The outbreak has been traced to the Yuma, Ariz. growing region, where most of the romaine sold this time of year comes from. Since March, 149 people in 29 states have gotten sick, according to the CDC. (Other states that just joined the list reporting at least one related E. coli illness are Minnesota, North Dakota and Texas.) At least 64 of those people have been hospitalized, with symptoms including vomiting, cramps, bloody diarrhea and a mild fever, and one died in California.
At this point, the CDC is pretty blunt about its recommendations: "Do not eat or buy romaine lettuce unless you can confirm it is not from the Yuma growing region," the most recent warning said.
But that can be tough, or at least pretty confusing, when you go out to dinner and see romaine right there on the menu, as the base for a zippy Southwest salad or shredded atop tacos. Is that lettuce safe to eat?
It depends. Some local restaurants have signs posted that preemptively alert diners to the fact that their lettuce was grown elsewhere and isn't cause for concern.

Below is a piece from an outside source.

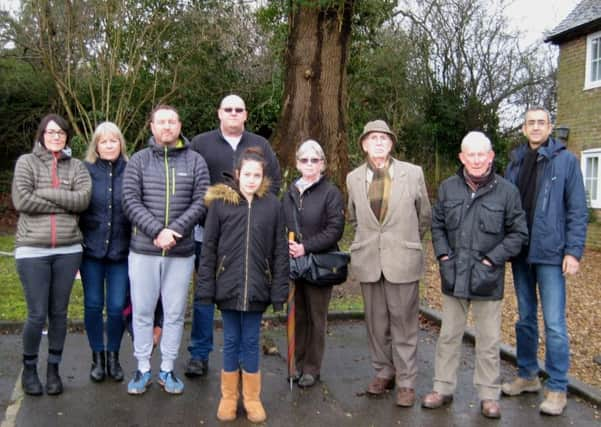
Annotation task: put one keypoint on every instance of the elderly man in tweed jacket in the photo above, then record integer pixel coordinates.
(389, 207)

Andy Jay, the general manager at Red Mesa Cantina in St. Petersburg, said their romaine does not come from the Yuma, Ariz. growing region, but they have not posted anything to that effect, instead answering questions from customers on a case-by-case basis. This is the way at many places, so it's always best to ask, or switch to another green when possible. Also, be careful with lettuce mixes; they could contain a sneak leaf or two of romaine.
Shopping for romaine can be tricky, too, because product labels often don't identify growing regions.
Publix media and community relations manager Brian West said that prior to and during this current outbreak, the grocery store has not sourced its romaine from the region affected. Nature's Food Patch, a local grocery store based in Pinellas County, told us the same thing.
Shannon O'Malley owns Brick Street Farms, an indoor hydroponic farm based in St. Petersburg that specializes in leafy greens and sells to the public on Thursdays and Saturdays. This is the second E. coli/romaine outbreak since Brick Street Farms has been in business, and O'Malley said each time she has seen local restaurants increase their purchases while eliminating lettuce from other places.
Her crops are immune to the bacteria plaguing that lettuce grown in Yuma, she said. Greens are grown indoors under strict sanitary conditions and utilize plant-based fertilizers that don't use any animal products.
"It's poop, is where it's coming from," she said. "E. coli comes from a couple sources usually: field workers working in poor sanitation conditions, or poorly treated manure from cows or sheep."
It's possible this particular outbreak was caused by one of those things; most outbreaks are the result of infected animal feces coming in contact with those who handle the crops. But the CDC has not identified an exact cause.
It's also worth noting that pre-chopped and packaged lettuces are at a higher risk of infection, because they pass through more hands and equipment before reaching your bowl.